- Bank of England to hike rates again Thursday
- But will gift GBP a one-way ticket lower say analysts
- GBP sentiment is already poor
- Potentially allowing for a relief rally
- Especially if Bank says economic outlook has improved
- Since energy cap announcements
Image © Adobe Images
"Since the start of the Russia-Ukraine war, GBP has weakened after every BoE meeting, against the UK's stagflation backdrop," says Themistoklis Fiotakis, Head of FX Research at Barclays.
The observation is a sobering reminder for long-suffering holders of the UK currency who have seen their international purchasing power slide through the course of 2022, as it comes just hours before the Bank's September policy decision.
Money markets show investors are pricing a 75 basis point hike as they demand more forceful action by the Bank on UK inflation; they are priced for a further 125 basis points over the two remaining meetings of 2022.
But disappointment is likely, according to Fiotakis, "we expect the BoE to hike 50bp at the upcoming 22 September meeting, with a clear dovish tilt".
Such an outcome would be the now-familiar response of a central bank long accused by economists of being 'behind the curve' on inflation.
Pound exchange rates would likely respond by falling and extending their steady decline.
"An under-delivery to market pricing, or a dovish tilt already at this meeting – for instance, a split vote by the MPC – would see rate expectations lowered and GBP underperform," he adds.
Above: The Monetary Policy Committee holds an inherently 'dovish' bias.
The Pound to Euro exchange rate has fallen 3.75% in 2022, with 1.1435 seen at the time of writing, meaning bank account transfers are done at approximately 1.12 according to our data, meanwhile specialist payment providers are seen offering rates around 1.14.

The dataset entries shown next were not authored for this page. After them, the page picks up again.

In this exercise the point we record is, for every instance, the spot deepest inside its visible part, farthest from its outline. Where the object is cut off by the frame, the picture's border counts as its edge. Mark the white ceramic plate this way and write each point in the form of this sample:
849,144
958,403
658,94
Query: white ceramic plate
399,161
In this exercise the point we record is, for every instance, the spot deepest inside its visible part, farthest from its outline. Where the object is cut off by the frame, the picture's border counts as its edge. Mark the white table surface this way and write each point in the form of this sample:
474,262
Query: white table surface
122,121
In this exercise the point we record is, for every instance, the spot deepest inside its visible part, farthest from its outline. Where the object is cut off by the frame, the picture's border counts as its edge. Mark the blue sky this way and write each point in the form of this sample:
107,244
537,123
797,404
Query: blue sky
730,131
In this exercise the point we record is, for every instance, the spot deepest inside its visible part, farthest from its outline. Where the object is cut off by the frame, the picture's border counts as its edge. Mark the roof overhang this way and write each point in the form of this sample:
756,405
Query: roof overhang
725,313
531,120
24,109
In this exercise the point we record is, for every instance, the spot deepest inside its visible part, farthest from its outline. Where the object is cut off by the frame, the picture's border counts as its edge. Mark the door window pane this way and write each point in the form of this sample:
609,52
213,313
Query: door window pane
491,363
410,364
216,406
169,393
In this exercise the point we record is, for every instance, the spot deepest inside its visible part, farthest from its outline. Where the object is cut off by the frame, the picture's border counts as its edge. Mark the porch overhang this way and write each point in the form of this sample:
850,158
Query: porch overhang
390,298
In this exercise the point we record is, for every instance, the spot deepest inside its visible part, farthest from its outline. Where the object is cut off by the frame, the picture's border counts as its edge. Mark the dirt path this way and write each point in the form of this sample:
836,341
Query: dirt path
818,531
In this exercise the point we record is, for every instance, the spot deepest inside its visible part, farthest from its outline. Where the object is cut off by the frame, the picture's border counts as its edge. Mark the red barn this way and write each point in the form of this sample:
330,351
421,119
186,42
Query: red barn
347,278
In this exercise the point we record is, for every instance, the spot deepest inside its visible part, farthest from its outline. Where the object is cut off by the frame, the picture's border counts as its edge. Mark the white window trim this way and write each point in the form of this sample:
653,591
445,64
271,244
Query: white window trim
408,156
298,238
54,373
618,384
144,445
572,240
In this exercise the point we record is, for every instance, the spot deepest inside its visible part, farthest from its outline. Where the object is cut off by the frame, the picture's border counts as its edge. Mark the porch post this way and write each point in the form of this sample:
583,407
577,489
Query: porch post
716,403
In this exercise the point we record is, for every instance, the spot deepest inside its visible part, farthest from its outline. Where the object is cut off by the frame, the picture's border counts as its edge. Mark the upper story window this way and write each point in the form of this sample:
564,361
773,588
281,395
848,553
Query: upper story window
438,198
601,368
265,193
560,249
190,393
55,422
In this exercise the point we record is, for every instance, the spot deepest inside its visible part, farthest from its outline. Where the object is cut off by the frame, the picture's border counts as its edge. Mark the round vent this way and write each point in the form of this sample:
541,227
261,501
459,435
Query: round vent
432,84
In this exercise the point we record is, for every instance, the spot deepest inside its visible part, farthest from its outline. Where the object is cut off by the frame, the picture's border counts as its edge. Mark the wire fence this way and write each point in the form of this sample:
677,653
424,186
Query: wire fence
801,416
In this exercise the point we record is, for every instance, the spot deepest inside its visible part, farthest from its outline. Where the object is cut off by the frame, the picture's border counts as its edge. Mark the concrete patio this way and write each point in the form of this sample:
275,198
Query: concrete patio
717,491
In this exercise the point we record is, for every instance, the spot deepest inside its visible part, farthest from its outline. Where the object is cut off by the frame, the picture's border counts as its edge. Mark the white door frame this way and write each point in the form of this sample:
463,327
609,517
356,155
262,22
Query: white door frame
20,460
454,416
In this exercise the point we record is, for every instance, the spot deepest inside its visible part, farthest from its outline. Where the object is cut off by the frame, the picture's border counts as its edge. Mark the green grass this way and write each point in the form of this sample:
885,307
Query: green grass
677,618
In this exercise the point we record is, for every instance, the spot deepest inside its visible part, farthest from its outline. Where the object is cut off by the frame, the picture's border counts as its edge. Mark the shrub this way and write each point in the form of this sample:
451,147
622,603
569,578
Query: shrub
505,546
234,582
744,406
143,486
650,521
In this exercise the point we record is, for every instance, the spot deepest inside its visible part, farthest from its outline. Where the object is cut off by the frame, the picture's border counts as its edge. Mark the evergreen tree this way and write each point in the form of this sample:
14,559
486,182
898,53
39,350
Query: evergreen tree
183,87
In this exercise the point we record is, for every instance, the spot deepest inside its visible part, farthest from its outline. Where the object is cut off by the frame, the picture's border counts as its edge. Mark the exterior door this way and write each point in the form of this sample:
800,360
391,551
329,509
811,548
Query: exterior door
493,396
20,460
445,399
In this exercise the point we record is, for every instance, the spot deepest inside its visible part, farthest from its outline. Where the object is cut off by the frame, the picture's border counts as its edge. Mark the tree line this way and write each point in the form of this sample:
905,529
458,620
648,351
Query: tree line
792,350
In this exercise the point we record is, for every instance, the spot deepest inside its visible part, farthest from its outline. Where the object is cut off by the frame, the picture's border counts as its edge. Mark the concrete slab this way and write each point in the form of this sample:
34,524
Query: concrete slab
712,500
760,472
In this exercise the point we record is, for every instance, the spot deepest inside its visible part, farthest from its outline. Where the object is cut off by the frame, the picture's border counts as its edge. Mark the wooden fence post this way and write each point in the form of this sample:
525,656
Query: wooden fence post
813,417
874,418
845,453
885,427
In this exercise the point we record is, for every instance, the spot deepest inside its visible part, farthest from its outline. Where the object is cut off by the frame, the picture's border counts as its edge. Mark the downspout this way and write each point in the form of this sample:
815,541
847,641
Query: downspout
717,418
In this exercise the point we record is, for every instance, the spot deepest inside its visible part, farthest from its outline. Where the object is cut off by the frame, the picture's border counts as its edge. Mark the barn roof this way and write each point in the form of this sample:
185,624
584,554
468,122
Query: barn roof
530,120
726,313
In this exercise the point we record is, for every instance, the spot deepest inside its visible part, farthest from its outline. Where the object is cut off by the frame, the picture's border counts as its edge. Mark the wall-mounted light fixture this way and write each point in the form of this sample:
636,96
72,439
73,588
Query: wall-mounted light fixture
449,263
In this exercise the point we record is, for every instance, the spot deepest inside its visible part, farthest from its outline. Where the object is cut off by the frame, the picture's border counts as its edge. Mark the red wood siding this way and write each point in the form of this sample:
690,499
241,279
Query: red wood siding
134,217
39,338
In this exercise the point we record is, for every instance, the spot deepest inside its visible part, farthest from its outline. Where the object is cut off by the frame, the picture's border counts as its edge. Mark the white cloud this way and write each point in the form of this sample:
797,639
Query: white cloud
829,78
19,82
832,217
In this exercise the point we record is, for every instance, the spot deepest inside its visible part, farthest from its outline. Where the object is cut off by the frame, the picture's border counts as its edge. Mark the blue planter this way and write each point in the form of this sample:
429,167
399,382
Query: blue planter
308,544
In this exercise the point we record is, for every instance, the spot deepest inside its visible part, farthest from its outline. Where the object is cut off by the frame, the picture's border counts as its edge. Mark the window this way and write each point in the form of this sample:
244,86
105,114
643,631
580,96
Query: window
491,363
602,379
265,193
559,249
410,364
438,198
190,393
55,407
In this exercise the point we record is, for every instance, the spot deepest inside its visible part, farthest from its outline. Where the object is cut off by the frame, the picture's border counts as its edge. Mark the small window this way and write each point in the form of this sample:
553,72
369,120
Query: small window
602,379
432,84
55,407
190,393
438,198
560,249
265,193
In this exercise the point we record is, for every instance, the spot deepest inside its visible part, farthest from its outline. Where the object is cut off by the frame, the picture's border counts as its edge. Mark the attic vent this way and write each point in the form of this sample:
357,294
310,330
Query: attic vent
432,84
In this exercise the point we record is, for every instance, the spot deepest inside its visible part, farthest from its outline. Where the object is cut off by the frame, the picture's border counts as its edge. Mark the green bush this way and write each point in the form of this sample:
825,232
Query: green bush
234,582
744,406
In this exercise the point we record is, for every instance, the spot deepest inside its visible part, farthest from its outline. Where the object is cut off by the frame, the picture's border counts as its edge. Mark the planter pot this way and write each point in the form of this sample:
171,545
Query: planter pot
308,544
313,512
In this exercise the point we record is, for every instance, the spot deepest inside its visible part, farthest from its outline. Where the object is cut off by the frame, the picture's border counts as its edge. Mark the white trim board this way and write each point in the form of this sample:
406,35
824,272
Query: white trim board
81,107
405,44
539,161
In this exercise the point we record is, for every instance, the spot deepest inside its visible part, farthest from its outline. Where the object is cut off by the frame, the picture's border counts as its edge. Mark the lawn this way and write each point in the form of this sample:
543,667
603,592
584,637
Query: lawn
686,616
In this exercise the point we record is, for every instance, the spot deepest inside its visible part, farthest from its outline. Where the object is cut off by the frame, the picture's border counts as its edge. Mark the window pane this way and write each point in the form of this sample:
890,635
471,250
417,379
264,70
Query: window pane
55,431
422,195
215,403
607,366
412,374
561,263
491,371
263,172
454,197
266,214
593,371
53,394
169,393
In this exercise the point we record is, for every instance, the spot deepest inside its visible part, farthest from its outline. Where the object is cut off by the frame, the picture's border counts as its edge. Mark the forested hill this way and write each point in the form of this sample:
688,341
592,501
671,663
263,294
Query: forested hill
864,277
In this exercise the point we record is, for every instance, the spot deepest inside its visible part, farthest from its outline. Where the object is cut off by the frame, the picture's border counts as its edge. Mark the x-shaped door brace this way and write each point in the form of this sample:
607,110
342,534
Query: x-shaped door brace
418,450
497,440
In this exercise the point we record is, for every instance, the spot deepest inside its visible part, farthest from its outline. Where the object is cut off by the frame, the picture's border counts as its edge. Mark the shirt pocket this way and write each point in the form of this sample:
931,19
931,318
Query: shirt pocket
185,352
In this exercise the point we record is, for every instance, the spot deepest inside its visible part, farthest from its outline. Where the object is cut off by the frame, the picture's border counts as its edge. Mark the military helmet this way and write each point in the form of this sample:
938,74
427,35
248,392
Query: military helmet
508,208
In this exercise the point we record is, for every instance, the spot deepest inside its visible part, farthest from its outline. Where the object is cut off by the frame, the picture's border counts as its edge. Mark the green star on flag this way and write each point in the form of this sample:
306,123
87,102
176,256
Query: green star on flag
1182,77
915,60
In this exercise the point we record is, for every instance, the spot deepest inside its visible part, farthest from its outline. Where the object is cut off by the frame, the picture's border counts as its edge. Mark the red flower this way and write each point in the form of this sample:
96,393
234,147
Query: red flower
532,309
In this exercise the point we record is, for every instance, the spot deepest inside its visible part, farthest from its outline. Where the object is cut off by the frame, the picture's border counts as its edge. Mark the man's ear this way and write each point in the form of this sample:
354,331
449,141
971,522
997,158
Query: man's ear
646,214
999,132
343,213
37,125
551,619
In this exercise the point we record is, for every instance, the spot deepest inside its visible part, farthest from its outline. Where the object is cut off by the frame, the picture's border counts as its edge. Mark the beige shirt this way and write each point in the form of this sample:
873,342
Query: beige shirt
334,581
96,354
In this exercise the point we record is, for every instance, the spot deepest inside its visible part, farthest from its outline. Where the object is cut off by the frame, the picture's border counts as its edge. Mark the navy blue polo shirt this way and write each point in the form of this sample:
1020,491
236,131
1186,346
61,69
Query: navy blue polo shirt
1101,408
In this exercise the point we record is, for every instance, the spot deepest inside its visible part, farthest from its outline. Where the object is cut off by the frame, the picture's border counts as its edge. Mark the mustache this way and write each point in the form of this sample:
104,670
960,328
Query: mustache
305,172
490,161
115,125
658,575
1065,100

But Barclays says the British Pound would rise if the Bank hiked by an increment above what markets are expecting, implying a 100bp move would have the shock factor to send Sterling higher.
To shore up the Pound, Barclays says a sizeable hike would be needed to make UK monetary assets more attractive to international investors.
Like other similar countries, the UK faces a terms of trade shock in the post-Ukraine war period as its import costs surge amongst rising energy prices.
Given the government of Liz Truss has opted to spend more to mitigate the impact, Barclays says what happens to the Pound is largely in the remit of the Bank of England.
As the UK's monetary authority, the Bank can:
1) tighten policy more to raise savings, reduce external funding needs and anchor prices; or
2) tighten less to protect demand and allow FX depreciation to boost savings and moderate external funding needs.
"How the shock is split between demand damage and exchange rate weakness is a policy choice," says Fiotakis.
A below-consensus 50bp hike therefore looks to be an outcome that would spell certain decline for the Pound.
Heading into Thursday's update sentiment towards Sterling is near rock bottom, as such the prospect of a post-decision rebound cannot be ruled out.
This would likely be the case were the Bank to hike 75bp, thereby meeting market expectations, and inviting a classic 'buy the fact' knee-jerk response.
It is also possible the market takes some cheer from any suggestions by the Bank the UK economic outlook as improved since the government announced energy price caps for both households and businesses.
After all, it's been the Bank's recent forecasts that have been more of a weight on Sterling than the actual interest rate decisions.
"As soon as the BoE’s forecasts hit the wire, surprising markets by the Bank’s grim outlook for higher inflation and lower growth in the UK, GBP would start to sell off," says Fiotakis.
The Bank could also acknowledge the peak in inflation would likely be lower than they thought at the time of August's Monetary Policy Report.
Economists have slashed their forecasts for the peak in UK inflation as the government's energy price caps will lower the contribution of energy price rises.
In August the Bank had forecast a peak of 13% in inflation for October, but they will have to signal a revision lower.
They also forecasted a multi-month recession starting at year-end, but with inflation set to come in lower a mechanical uplift to growth is expected.
Such outcomes could push back against uncompromising investor pessimism and spark a relief-style short-term rally.